You can be a motivational speaker without a strategy. You can do that if you only want to share your stories and inspire people. Maybe, you are a good storyteller; you’ll get invited.
Without a clear strategy, a career in motivational speaking is unlikely to feed your family.
Are you confident?
People buy your confidence. They listen to speakers who demonstrate faith in their ideas and solutions.
Wannabe speakers play small. They pick audiences whom they believe they can easily handle.
That’s what I did when I dreamed of becoming a motivational speaker.
I targeted students since I was previously a seminarian who handled retreats and recollections. I was a school teacher whose words were listened to by students. I sent letters to more than a hundred schools. None took my offer.
When I started offering my services to principals and their bosses, I started to motivate teachers. When I began training managers, I began to speak at sales rallies, conferences, and conventions.
The key is authentic confidence. No, not the “fake it ’til you make it advice” often given by those who don’t get paid to speak.
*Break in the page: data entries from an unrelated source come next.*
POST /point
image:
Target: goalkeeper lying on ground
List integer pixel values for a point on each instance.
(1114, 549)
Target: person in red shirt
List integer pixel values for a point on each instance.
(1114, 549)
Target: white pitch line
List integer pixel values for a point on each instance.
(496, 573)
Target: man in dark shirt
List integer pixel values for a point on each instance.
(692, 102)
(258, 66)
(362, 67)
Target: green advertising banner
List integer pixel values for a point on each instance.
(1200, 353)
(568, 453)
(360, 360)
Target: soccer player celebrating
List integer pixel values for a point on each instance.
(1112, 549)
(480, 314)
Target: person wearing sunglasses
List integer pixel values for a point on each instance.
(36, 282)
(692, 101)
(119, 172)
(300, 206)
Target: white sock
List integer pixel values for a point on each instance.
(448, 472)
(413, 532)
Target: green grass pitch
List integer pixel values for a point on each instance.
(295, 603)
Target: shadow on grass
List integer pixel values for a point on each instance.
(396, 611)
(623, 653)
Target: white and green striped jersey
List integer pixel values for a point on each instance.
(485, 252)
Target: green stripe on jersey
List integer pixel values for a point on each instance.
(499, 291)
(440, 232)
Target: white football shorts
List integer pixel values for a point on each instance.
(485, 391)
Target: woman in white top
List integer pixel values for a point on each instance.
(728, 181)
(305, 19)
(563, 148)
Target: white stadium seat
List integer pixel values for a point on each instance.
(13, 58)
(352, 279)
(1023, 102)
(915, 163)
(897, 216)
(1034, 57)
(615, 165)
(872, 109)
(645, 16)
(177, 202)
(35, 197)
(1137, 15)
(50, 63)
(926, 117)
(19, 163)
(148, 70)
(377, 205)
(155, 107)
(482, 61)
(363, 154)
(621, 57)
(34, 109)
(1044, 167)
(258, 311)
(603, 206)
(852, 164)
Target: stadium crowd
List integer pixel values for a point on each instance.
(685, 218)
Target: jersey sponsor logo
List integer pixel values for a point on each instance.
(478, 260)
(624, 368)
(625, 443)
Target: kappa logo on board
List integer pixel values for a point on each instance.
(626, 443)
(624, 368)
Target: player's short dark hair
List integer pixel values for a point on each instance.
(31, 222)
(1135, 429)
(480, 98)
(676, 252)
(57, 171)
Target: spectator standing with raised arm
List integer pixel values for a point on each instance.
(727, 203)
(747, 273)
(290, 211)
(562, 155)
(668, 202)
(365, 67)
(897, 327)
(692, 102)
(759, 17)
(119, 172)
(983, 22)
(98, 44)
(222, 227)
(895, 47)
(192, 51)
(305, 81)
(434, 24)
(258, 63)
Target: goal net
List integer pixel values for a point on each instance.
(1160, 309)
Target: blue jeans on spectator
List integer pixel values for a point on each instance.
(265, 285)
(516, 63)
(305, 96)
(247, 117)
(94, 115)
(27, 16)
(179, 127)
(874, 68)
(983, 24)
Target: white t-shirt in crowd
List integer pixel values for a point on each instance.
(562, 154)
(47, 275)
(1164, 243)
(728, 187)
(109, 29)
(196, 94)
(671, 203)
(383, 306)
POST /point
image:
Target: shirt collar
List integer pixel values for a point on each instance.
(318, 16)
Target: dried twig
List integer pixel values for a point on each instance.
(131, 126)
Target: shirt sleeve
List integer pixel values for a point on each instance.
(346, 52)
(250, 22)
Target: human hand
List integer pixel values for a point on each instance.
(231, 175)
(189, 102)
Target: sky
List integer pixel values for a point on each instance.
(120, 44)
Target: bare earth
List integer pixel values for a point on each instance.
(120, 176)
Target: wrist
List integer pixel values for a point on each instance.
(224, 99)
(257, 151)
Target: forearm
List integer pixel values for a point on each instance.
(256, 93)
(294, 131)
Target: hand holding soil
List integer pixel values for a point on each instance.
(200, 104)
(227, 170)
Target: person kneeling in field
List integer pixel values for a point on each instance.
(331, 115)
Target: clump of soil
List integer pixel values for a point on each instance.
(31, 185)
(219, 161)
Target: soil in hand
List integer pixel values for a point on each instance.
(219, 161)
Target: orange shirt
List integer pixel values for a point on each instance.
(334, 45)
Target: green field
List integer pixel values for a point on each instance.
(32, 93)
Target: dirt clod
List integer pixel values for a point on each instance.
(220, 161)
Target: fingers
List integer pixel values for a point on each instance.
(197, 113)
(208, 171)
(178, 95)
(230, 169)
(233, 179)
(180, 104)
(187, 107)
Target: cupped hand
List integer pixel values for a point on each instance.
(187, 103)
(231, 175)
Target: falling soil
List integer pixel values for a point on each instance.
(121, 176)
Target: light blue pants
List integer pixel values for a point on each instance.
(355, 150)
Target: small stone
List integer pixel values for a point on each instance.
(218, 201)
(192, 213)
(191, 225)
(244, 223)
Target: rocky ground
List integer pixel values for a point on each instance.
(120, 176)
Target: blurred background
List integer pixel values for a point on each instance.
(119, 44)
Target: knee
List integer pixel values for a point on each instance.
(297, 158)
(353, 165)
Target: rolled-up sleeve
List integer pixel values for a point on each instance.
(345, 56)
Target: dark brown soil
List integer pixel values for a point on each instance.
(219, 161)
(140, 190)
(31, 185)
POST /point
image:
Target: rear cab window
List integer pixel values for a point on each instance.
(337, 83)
You will build authentic confidence when you spend time understanding your audience, knowing their problems, and finding ways to solve them.
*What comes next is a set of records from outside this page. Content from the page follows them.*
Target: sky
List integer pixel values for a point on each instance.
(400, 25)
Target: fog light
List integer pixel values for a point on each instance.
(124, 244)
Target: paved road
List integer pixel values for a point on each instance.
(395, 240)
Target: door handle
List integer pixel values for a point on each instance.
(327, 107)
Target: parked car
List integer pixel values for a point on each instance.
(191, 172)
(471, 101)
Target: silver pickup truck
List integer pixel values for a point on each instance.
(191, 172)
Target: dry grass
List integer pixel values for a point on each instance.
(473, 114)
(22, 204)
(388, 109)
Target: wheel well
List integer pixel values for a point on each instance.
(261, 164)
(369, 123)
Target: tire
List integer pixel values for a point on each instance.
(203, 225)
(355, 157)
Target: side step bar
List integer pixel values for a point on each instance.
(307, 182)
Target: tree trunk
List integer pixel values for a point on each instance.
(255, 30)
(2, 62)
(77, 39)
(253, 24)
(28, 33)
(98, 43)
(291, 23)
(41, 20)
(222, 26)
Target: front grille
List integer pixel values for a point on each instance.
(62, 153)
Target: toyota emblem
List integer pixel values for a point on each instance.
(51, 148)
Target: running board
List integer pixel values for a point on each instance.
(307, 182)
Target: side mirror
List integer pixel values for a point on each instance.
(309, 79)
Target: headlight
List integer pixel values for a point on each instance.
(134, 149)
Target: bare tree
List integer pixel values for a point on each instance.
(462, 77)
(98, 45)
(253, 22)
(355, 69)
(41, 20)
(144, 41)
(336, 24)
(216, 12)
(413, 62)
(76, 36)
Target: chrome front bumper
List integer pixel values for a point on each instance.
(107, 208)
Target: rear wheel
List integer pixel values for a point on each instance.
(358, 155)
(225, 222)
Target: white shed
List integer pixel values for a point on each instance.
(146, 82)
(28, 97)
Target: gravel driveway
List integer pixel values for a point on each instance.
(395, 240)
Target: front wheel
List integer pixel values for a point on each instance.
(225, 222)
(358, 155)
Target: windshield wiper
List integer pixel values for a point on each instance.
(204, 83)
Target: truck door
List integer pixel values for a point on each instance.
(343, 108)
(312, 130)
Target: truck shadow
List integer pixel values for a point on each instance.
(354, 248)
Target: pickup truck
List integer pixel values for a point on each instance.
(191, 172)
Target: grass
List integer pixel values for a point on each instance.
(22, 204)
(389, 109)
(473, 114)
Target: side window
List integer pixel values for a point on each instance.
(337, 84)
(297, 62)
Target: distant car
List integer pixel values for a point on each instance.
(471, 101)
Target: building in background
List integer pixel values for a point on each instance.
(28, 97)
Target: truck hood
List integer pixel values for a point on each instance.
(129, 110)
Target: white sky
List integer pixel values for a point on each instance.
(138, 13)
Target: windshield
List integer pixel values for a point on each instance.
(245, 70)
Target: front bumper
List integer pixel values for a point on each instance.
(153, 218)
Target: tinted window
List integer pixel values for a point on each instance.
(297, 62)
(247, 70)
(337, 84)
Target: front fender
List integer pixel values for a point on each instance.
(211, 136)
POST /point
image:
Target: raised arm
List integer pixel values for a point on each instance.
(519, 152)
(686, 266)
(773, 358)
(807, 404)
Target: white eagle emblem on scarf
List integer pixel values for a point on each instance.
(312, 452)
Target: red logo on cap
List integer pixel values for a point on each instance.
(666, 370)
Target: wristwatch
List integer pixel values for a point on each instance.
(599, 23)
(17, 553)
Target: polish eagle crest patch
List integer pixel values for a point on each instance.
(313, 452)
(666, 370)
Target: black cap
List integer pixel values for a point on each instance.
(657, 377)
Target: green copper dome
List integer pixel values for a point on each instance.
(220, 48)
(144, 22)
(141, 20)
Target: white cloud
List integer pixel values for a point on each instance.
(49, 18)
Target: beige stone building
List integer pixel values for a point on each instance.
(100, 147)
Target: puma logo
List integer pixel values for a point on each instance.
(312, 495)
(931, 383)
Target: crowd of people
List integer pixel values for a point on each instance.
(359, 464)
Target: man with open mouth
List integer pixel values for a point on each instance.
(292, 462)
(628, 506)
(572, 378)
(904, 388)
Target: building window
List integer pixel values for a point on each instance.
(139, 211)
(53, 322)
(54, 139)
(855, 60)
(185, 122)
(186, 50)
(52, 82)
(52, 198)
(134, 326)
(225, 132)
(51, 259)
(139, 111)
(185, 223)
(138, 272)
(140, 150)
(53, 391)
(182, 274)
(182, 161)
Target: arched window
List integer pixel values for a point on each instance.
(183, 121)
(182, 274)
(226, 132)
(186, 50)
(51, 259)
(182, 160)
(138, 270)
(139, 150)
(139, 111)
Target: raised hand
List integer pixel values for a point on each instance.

Learn your trade. Be a motivational speaker who spends time creating solutions to help people. Your ability to tell a story will help you connect with your audience, but your answers will give you confidence.
Do you know your lane?
Wannabe speakers speak about almost everything. Upon listening to one great speaker, they regurgitate the ideas, then deliver the same as if those ideas are their own.
Pick your lane.
There are thousands of motivational speakers. More than 80 percent of them say the same thing. But only five percent can genuinely claim they are professional speakers.
They are speakers who have solutions to the problems of their starving crowd. Pick one elegant idea, an idea that solves your starving crowd’s problem, and make it your own.
Russel Conwell’s speech, Acres of Diamonds, was delivered more than 6000 times, and there was always a starving crowd of people who wanted to become successful.
People paid to hear the speeches of Og Mandino again and again. He picked his lane.
You can say the same for Nick Vujicic, Simon Sinek, Zig Ziglar, Chris Gardner, Eckart Tolle, and T. Harv Ecker.
You will find many motivational speakers in the Philippines. But only a few picked a lane. Be a motivational speaker who is known for one thing.
You can be a motivational speaker who can speak about any topic. Many speakers are like that. But to help more people — and become successful, then you have to pick a lane.
Are you willing to do the work?
I know a pastor who said he never prepared a sermon because the Holy Spirit speaks, not him, in his speeches. I don’t know what spirit possessed him, but he is one of the most disorganized and confused speakers I have ever heard.
Craft your speeches like you are going to speak to the people you honor and respect. People are allowing you to change their lives.
Professional speakers do rehearsals. Like other professional performers, they want to deliver their messages in the best way possible.
Winging it won’t make you fly high. Be a motivational speaker who honors and respects people.
Do you have solutions?
You want your speech to be sticky and memorable. You want to make your solutions look credible. You can do both when you convert your answers into a formula that people can follow.
Einstein gave us E = mc² because that is sticky and memorable. When explained, it is easier to understand.
Motivational speakers with original ideas may come up with acronyms. But a formula sounds like a solution. People are not looking for acronyms; they want solutions.